This newsletter explores a collection of preprints showcasing diverse applications of statistical modeling and machine learning. The research spans from theoretical advancements in time series analysis to practical applications in healthcare, environmental science, and beyond.
Xie (2025) (Xie, 2025) introduces the Grey System Model on Time Scales (GST-T), a novel approach integrating Grey System Theory with the generalized time scales framework. This model is designed to analyze hybrid systems with events occurring on varying time domains, offering a robust solution for systems with incomplete information across both discrete and continuous time.
In a similar vein of enhancing analytical capabilities, Murakami et al. (2025) (Murakami et al., 2025) leverage Bayesian variational inference and GPU acceleration for rapid identification of crystalline phases from X-ray diffraction data. Their method achieves practical calculation times for complex phase combinations, addressing limitations of traditional methods by considering the entire profile and all possible phase combinations.

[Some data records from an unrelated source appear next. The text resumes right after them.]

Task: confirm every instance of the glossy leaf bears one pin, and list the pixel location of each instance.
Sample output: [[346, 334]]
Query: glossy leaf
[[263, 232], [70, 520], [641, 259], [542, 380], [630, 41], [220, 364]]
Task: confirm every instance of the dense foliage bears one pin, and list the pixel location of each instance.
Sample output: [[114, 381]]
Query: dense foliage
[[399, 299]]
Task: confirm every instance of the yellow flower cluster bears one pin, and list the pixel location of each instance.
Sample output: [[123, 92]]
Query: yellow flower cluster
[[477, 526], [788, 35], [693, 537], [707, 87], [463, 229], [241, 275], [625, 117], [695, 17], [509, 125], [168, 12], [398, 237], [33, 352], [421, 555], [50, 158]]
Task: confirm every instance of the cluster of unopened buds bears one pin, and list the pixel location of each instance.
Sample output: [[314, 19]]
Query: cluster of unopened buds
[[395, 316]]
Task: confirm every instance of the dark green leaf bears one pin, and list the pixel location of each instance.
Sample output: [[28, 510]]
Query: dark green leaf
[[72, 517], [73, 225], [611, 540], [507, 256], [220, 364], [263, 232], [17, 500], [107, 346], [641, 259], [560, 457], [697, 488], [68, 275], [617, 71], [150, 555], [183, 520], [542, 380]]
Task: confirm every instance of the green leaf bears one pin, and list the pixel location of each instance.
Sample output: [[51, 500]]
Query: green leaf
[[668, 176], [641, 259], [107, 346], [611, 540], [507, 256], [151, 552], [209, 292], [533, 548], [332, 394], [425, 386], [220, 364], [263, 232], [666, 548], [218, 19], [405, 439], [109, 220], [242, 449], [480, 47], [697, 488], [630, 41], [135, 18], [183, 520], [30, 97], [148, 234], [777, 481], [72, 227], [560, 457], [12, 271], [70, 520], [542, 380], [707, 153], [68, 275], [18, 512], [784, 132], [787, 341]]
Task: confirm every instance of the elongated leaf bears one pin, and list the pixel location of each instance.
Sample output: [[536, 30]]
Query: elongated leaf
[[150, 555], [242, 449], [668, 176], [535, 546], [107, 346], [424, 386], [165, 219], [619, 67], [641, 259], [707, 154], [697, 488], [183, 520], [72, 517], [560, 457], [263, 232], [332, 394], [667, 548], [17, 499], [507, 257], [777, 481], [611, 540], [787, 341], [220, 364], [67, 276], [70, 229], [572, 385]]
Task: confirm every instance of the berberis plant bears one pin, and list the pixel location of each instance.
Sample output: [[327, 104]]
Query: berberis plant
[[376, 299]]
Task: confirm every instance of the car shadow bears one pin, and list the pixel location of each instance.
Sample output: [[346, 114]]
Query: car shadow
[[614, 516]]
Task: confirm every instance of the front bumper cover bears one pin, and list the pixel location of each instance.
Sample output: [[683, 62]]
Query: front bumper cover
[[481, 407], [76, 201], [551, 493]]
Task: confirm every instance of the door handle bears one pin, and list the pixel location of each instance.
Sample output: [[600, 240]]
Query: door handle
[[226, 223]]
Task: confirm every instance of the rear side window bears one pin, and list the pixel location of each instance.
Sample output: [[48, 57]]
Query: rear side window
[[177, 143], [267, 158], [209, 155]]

Several papers focus on developing novel statistical models. Zhou et al. (2025) (Zhou et al., 2025) introduce inferential methods for prediction based on functional random effects in generalized functional mixed effects models, providing a new approach to prediction inference with functional outcomes. Bertolacci et al. (2025) (Bertolacci et al., 2025) propose GeoWarp, a hierarchical spatial statistical model for inferring 3D geotechnical properties of subsea sediments. This model addresses the challenges of nonstationarity and anisotropy in spatially sparse data. Onorati & Canale (2025) (Onorati & Canale, 2025) develop a semi-parametric Bayesian spatial model for rainfall events in geographically complex domains, incorporating spatial correlation and dependencies on geographical characteristics using latent Gaussian processes.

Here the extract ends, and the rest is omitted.